0
votes

We have five node cluster running in production with 3 zookeepers - all are VMs. We have to restart the cluster often for some hardware patching.

We have written an ansible script to shutdown the cluster in the following order,

  1. Stop Kafka connect (1, 2, 3 nodes sequentially) by killing the process
  2. Stop Kafka (1, 2, 3, 4, 5 nodes sequentially) using kafka-server-stop.sh
  3. Stop Zookeeper (1, 2, 3 nodes sequentially) using zookeeper-server-stop.sh

After patching, start script will do the following

  1. Start Zookeeper (1, 2, 3 nodes sequentially) using zookeeper-server-start.sh
  2. Start Kafka (1, 2, 3, 4, 5 nodes sequentially) using kafka-server-start.sh
  3. Start Kafka connect (1, 2, 3 nodes sequentially) using connect-distributed.sh

The issue is with the #3 step of start script, we have kept a hard coded delay about 10 mins before executing #3 (starting kafka connect) to make kafka cluster is fully up and running. But sometimes, some of the nodes in the cluster take more time to start, hence kafka connect start up fails even after the delay - In this case we have to wait for 30 mins and try restarting the connect manually again.

Is there any way to make sure that all nodes in the cluster is up and running, before I start the other processes?

Thanks in Advance.

Hard coded delay does not work, we can't keep on changing the delay with some assumption

2

2 Answers

1
votes

Once all brokers have been started we can use following cmds, to check whether they have formed a cluster or not.
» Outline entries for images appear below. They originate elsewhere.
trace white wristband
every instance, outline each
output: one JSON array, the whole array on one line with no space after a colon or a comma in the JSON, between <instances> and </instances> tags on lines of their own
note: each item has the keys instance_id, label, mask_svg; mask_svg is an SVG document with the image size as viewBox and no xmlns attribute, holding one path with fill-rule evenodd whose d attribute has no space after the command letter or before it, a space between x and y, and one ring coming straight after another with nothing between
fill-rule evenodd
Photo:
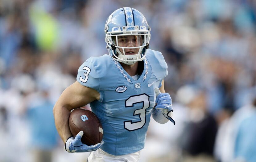
<instances>
[{"instance_id":1,"label":"white wristband","mask_svg":"<svg viewBox=\"0 0 256 162\"><path fill-rule=\"evenodd\" d=\"M72 152L69 150L69 145L70 145L70 142L71 142L71 141L74 139L75 138L74 138L74 137L73 136L71 137L68 139L68 140L67 140L67 141L66 141L66 143L65 144L65 149L66 150L66 151L68 153L72 153Z\"/></svg>"}]
</instances>

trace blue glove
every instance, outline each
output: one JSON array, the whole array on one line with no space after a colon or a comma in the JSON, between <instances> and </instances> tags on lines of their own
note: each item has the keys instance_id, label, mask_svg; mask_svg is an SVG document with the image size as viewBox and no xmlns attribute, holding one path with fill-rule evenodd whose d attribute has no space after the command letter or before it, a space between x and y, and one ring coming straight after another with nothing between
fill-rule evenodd
<instances>
[{"instance_id":1,"label":"blue glove","mask_svg":"<svg viewBox=\"0 0 256 162\"><path fill-rule=\"evenodd\" d=\"M101 141L101 143L99 143L94 145L88 146L82 143L81 139L84 134L83 131L81 131L76 136L76 138L70 137L68 139L65 144L65 148L68 152L83 152L93 151L101 147L104 143Z\"/></svg>"},{"instance_id":2,"label":"blue glove","mask_svg":"<svg viewBox=\"0 0 256 162\"><path fill-rule=\"evenodd\" d=\"M175 122L171 118L173 110L170 94L168 93L161 93L159 88L155 88L155 91L156 94L155 103L157 104L155 108L156 110L161 110L163 116L175 125Z\"/></svg>"}]
</instances>

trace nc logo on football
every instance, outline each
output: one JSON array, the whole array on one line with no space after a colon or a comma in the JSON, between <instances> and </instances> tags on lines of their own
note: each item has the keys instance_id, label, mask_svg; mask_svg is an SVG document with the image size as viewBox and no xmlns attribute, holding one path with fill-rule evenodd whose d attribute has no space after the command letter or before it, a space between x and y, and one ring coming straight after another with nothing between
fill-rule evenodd
<instances>
[{"instance_id":1,"label":"nc logo on football","mask_svg":"<svg viewBox=\"0 0 256 162\"><path fill-rule=\"evenodd\" d=\"M88 120L88 118L85 115L84 115L81 116L81 119L83 122L85 122L86 120Z\"/></svg>"},{"instance_id":2,"label":"nc logo on football","mask_svg":"<svg viewBox=\"0 0 256 162\"><path fill-rule=\"evenodd\" d=\"M116 91L118 93L123 92L127 89L127 87L125 86L120 86L116 89Z\"/></svg>"}]
</instances>

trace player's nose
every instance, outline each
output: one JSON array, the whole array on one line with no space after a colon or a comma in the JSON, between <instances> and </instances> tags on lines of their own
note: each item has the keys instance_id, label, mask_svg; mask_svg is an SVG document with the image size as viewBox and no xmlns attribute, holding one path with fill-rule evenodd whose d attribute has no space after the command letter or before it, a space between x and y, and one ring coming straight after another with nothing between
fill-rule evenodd
<instances>
[{"instance_id":1,"label":"player's nose","mask_svg":"<svg viewBox=\"0 0 256 162\"><path fill-rule=\"evenodd\" d=\"M127 43L127 47L134 47L135 44L135 43L132 40L129 40Z\"/></svg>"}]
</instances>

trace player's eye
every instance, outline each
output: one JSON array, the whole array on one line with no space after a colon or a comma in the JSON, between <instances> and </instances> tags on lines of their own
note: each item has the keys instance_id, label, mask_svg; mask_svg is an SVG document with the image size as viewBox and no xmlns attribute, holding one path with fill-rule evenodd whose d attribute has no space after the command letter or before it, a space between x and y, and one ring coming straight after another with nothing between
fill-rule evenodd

  • From kafka-1 run the following command against the rest of the brokers, i.e. i = 2, 3, 4 and 5:

    • nc -vz kafka-i 9092 [It should return connection succeeded]
  • tail the server.log in each broker node. It should give the info about the cluster.

  • From Kafka bin directory, You can periodically run ./zookeeper-shell.sh zk_host:zk_port and execute ls /brokers/ids. It should gives you five entries, e.g. [0, 1, 2, 3, 4] if all 5 brokers have registered to the zookeeper.

One dirty (less involved) hack might be to create a test topic with 5 partitions, and wait until each broker gets 1 partition to itself.

1
votes

From the Java API, you can use AdminClient#describeCluster, which can return you the list of nodes in the cluster currently known to the Controller.


Also, do not do broker rolling restarts like that. You should first identify which is the Contoller, then shut that down last.